There are a couple properties of the similarity function:

* If \\(x \approx l^{(i)}\\), then \\(f_i = \exp(-\dfrac{\approx 0^2}{2\sigma^2}) \approx 1\\).
* If x is far from \\(l^{(i)}\\), then \\(f_i = \exp(-\dfrac{(large\ number)^2}{2\sigma^2}) \approx 0\\).

In other words, if x and the landmark are close, then the similarity will be close to 1, and if x and the landmark are far away from each other, the similarity will be close to 0.

Each landmark gives us the features in our hypothesis:

$$\begin{align*}l^{(1)} \rightarrow f_1 \newline l^{(2)} \rightarrow f_2 \newline l^{(3)} \rightarrow f_3 \newline\dots \newline h_\Theta(x) = \Theta_1f_1 + \Theta_2f_2 + \Theta_3f_3 + \dots\end{align*}$$

\\(\sigma^2\\) is a parameter of the Gaussian Kernel, and it can be modified to increase or decrease the **drop-off** of our feature \\(f_i\\). Combined with looking at the values inside Θ, we can choose these landmarks to get the general shape of the decision boundary.

![](../img/svm-kernel.png)


## Kernel 2

One way to get the landmarks is to put them in the **exact same** locations as all the training examples. This gives us m landmarks, with one landmark per training example.

Given example x:

$$\begin{align*}f_1 = similarity(x,l^{(1)}) \newline f_2 = similarity(x,l^{(2)}) \newline f_3 = similarity(x,l^{(3)}) \newline ... \end{align*}$$

This gives us a "feature vector," //(f_{(i)}//) of all our features for example //(x_{(i)}//). We may also set //(f_0 = 1//) to correspond with Θ0. Thus given training example //(x_{(i)}//):

$$x^{(i)} \rightarrow \begin{bmatrix}f_1^{(i)} = similarity(x^{(i)}, l^{(1)}) \newline f_2^{(i)} = similarity(x^{(i)}, l^{(2)}) \newline\vdots \newline f_m^{(i)} = similarity(x^{(i)}, l^{(m)}) \newline\end{bmatrix}$$

Now to get the parameters Θ we can use the SVM minimization algorithm but with //(f^{(i)}//) substituted in for //(x^{(i)}//):

$$\min_{\Theta} C \sum_{i=1}^m y^{(i)}\text{cost}_1(\Theta^Tf^{(i)}) + (1 - y^{(i)})\text{cost}_0(\theta^Tf^{(i)}) + \dfrac{1}{2}\sum_{j=1}^n \Theta^2_j$$

Using kernels to generate f(i) is not exclusive to SVMs and may also be applied to logistic regression. However, because of computational optimizations on SVMs, kernels combined with SVMs is much faster than with other algorithms, so kernels are almost always found combined only with SVMs.

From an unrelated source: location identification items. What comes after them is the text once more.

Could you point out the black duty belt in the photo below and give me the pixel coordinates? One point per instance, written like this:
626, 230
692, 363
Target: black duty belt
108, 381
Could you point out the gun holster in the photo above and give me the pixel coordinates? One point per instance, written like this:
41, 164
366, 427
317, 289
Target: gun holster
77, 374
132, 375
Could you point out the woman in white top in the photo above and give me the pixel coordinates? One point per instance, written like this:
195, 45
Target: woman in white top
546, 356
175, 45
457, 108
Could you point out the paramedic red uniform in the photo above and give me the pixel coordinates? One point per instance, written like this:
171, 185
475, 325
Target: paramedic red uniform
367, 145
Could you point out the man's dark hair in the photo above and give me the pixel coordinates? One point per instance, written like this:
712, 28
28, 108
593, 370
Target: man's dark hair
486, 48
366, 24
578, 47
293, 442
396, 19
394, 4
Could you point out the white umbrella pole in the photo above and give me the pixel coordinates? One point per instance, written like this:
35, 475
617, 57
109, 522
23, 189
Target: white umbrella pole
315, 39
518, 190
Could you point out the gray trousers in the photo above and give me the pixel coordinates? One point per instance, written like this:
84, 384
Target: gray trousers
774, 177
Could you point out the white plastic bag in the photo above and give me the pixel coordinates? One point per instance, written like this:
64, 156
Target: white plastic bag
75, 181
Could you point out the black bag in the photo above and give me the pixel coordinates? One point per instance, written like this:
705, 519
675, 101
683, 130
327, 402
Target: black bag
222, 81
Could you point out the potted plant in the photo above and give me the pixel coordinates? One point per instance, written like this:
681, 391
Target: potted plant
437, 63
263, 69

### Choosing SVM Parameters

Choosing C (recall that \\(C = \dfrac{1}{\lambda}\\)):

* If C is large, then we get higher variance/lower bias
* If C is small, then we get lower variance/higher bias

The other parameter we must choose is \\(σ^2\\) from the Gaussian Kernel function

* With a large \\(σ^2\\), the features \\(f_i\\) vary more smoothly, causing higher bias and lower variance.
* With a small \\(σ^2\\), the features \\(f_i\\) vary less smoothly, causing lower bias and higher variance.


## Using SVM

There are lots of good SVM libraries already written. A. Ng often uses **liblinear** and **libsvm**. In practical application, you should use one of these libraries rather than rewrite the functions.

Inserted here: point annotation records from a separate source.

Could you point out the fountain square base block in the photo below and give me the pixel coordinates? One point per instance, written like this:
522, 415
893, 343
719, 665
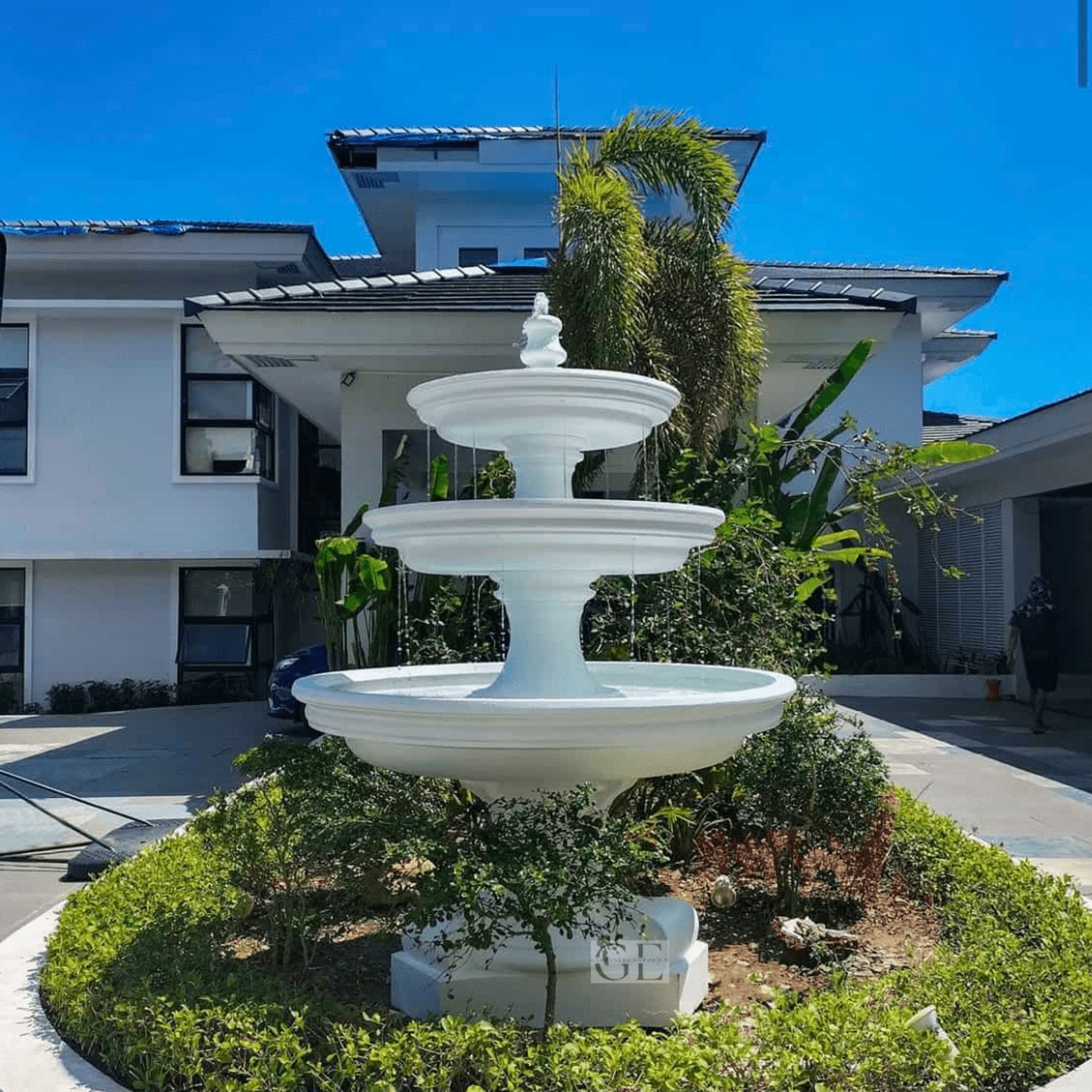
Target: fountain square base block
512, 983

In practical application, the choices you do need to make are:

* Choice of parameter C
* Choice of kernel (similarity function)
* Choose when n is large and m is small:<br>
    No kernel ("linear" kernel) -- gives standard linear classifier
* Choose when n is small and m is intermediate:<br>
    Gaussian Kernel (above) -- need to choose \\(σ^2\\)
* Choose when n is small and m is large:<br>
    No kernel ("linear" kernel) -- gives standard linear classifier
    
The library may ask you to provide the kernel function.

**Note**: do perform **feature scaling** before using the **Gaussian Kernel**.

**Note**: not all similarity functions are valid kernels. They must satisfy **Mercer's Theorem** which guarantees that the SVM package's optimizations run correctly and do not diverge.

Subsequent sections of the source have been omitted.